Gel like substance on eye

  1. Hi,

    Just a quick pathophysiology question... I noticed a thick "gel-like" substance on the sclera of a palliative pt recently (it wasn't there on a previous shift); It was thick and had a golden honey tinge to it....I have never seen this before (still a student though) and one of the nurses on the floor mentioned that she has noticed this phenomena on other palliative pts before... What is causing this?

  2. 3 Comments

  3. by   newtress
    I'm gonna try this one. I just graduated from NS last month, but prior to NS I worked for many years in ophthalmology. I quite often saw geriatric patients with what you have described, although it can happen to quite young folks also. Pterygiums and pingueculas are protien/fatty like substances that are sitting on the conjunctiva of the eyeball. Usually at the nasal aspect of the eye or the temporal and are honey yellowish in color from years of prior sunlight exposure or chronic dry eyes. Another possiblility is conjunctival edema right at the area where an older person may not have been able to completely close one of their eyes completely the night before and the conjuntival sac dries out and fluid tries to come to the aid of the exposed area. Again, others may offer some different possibilities, but I have seen this occur in the elderly before. Just my first impression and I could be completely off the mark!
  4. by   alex_hamilton18
    Thanks for the quick reply... conjunctival edema sounds like the culprit... and makes sense due to the rapid onset...

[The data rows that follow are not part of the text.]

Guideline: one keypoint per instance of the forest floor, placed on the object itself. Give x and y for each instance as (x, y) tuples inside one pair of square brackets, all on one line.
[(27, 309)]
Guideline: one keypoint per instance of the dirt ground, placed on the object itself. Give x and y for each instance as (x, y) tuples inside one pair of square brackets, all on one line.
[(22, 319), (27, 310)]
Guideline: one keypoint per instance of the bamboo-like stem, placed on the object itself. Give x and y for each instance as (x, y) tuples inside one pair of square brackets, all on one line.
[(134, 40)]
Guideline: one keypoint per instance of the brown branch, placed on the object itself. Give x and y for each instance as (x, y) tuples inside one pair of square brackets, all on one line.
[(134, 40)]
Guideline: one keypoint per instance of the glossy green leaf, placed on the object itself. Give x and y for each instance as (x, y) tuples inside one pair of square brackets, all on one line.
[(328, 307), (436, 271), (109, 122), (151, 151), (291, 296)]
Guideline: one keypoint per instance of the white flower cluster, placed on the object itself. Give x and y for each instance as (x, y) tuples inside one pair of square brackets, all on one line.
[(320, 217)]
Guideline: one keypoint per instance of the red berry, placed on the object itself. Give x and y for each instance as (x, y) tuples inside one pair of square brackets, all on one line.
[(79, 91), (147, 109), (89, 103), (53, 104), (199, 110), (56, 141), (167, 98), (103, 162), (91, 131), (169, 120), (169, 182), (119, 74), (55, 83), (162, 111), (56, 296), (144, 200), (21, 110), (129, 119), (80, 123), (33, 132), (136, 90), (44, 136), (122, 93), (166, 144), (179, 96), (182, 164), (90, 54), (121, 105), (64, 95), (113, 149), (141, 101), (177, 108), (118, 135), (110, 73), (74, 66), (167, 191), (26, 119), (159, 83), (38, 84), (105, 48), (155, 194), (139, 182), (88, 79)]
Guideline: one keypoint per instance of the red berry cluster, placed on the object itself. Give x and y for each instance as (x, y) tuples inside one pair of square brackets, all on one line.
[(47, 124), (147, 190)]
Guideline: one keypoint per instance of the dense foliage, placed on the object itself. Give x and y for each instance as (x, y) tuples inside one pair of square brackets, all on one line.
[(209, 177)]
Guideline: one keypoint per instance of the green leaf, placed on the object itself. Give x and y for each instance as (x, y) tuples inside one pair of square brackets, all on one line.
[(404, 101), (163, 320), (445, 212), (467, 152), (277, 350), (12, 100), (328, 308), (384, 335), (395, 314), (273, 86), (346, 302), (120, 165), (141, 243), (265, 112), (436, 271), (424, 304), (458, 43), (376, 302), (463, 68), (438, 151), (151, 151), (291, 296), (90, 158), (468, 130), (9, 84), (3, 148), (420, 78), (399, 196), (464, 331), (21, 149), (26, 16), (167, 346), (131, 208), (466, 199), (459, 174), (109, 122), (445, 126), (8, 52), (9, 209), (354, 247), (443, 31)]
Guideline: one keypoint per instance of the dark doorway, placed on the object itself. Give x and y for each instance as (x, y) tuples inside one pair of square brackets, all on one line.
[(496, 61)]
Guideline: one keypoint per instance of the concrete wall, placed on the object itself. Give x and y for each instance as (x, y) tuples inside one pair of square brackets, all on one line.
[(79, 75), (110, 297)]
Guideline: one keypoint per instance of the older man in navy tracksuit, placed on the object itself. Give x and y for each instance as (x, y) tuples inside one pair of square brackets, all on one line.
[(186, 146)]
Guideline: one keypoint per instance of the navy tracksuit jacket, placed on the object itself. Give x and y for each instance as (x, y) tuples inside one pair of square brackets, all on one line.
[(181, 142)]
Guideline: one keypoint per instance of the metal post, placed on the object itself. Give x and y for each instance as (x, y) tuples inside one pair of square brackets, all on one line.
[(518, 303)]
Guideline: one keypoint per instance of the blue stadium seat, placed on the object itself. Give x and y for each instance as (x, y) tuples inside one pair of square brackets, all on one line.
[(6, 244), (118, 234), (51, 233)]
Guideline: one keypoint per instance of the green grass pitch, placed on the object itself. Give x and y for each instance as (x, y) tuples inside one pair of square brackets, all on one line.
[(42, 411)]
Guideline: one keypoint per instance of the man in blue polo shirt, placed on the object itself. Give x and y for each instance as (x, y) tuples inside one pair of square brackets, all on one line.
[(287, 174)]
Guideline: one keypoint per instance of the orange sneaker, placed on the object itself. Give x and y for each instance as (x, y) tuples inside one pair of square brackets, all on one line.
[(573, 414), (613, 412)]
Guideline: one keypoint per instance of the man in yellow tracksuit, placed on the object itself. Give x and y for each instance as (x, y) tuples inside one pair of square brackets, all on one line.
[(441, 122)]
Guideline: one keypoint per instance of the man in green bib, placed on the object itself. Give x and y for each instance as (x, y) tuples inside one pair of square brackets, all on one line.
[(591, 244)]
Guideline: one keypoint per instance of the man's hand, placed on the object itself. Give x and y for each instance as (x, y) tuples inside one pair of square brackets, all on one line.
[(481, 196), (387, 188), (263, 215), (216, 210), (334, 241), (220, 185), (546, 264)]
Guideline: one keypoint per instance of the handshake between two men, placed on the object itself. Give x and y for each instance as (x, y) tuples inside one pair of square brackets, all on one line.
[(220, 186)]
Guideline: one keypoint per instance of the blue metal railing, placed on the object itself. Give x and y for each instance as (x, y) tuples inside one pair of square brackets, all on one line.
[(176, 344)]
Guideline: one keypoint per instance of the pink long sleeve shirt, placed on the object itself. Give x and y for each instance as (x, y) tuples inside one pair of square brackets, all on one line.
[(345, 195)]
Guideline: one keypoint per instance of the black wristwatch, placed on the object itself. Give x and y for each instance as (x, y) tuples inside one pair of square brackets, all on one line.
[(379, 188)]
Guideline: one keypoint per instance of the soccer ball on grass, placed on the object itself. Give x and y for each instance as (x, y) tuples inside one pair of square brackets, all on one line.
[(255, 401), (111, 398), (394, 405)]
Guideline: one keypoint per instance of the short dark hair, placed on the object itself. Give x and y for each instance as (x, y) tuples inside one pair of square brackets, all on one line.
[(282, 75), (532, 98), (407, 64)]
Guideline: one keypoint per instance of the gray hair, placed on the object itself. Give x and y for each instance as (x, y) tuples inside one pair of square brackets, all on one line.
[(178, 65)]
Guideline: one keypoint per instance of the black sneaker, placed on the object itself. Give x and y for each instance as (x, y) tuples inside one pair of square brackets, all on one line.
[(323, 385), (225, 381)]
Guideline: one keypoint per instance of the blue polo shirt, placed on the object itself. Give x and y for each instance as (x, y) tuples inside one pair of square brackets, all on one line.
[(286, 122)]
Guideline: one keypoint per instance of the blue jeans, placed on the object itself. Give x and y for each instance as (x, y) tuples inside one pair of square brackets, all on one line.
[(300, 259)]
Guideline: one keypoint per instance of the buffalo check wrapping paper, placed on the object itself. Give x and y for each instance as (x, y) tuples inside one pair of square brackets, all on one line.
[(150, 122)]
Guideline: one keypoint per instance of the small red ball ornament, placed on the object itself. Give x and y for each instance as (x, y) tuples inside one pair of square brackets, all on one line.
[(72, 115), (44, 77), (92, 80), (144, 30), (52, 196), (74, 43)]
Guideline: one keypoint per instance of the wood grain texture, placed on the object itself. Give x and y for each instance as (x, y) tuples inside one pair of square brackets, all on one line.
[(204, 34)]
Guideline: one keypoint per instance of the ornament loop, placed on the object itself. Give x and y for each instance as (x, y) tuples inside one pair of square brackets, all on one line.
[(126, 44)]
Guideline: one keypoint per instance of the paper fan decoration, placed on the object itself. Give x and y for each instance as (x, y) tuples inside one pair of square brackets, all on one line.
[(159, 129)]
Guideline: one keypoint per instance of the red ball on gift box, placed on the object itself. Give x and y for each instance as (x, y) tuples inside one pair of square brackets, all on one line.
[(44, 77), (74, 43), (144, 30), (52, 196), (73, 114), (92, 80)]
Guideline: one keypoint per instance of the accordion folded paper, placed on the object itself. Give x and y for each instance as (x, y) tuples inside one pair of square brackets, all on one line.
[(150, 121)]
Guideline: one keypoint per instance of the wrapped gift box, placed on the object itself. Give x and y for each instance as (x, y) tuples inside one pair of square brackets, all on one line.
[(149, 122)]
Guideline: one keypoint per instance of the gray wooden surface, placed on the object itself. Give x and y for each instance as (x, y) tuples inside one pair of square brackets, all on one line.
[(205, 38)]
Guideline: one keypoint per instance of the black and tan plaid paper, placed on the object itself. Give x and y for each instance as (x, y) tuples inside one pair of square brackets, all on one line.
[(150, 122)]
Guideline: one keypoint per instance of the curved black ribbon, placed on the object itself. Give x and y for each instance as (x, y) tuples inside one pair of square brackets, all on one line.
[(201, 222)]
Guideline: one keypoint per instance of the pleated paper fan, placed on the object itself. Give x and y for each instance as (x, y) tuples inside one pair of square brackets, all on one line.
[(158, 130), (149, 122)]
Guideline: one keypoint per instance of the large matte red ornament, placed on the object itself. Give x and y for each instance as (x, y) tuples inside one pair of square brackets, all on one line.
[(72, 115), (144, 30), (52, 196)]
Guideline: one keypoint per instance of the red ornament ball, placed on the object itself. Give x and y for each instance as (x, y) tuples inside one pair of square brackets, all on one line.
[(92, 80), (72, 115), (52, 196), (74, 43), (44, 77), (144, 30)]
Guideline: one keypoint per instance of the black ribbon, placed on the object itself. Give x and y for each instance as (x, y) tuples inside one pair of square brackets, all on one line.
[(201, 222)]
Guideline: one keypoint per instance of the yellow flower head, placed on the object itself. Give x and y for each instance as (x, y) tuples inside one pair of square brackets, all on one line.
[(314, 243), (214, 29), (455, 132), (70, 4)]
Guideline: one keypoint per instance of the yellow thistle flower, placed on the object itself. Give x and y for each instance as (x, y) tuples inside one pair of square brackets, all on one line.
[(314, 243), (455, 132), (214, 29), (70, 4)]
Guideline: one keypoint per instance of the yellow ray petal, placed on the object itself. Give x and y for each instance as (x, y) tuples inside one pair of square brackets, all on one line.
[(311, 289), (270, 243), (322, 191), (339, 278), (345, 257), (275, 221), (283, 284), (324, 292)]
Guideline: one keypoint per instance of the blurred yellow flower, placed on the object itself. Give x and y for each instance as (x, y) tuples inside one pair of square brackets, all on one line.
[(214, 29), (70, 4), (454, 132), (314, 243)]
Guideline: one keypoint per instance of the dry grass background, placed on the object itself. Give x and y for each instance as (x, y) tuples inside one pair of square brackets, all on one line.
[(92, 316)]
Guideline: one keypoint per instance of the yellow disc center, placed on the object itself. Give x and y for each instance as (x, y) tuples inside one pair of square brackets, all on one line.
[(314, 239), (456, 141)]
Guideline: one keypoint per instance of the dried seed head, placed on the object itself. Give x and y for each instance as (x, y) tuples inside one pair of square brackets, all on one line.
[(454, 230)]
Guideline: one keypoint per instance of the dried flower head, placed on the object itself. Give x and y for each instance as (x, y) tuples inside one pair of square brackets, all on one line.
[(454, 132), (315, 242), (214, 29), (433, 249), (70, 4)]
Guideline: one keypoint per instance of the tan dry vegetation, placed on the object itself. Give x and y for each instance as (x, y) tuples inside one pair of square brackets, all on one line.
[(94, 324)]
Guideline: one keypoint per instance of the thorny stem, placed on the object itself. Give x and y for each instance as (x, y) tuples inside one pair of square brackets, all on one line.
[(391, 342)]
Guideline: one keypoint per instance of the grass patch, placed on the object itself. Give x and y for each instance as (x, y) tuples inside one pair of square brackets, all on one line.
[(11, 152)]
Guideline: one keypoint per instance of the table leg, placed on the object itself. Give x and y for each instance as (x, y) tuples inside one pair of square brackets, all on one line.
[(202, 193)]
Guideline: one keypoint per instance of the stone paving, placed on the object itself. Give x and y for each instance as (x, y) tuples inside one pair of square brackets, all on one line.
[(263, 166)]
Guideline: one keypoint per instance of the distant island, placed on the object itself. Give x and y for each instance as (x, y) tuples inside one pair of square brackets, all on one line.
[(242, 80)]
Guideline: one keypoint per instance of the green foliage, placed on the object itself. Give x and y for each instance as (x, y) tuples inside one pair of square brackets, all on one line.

    If you think of anything else, let me know! Any hospice/palliative care nurses witnessed this before?
  5. by   NotReady4PrimeTime
    My response would have been conjunctival edema. We see it a lot in our immobile and fluid-overloaded patients. Palliative patients are often both; they're in a lot of pain so don't like to move, or else they're not conscious and don't move. And near the end of days, their renal function starts deteriorating so any fluid that goes in stays in.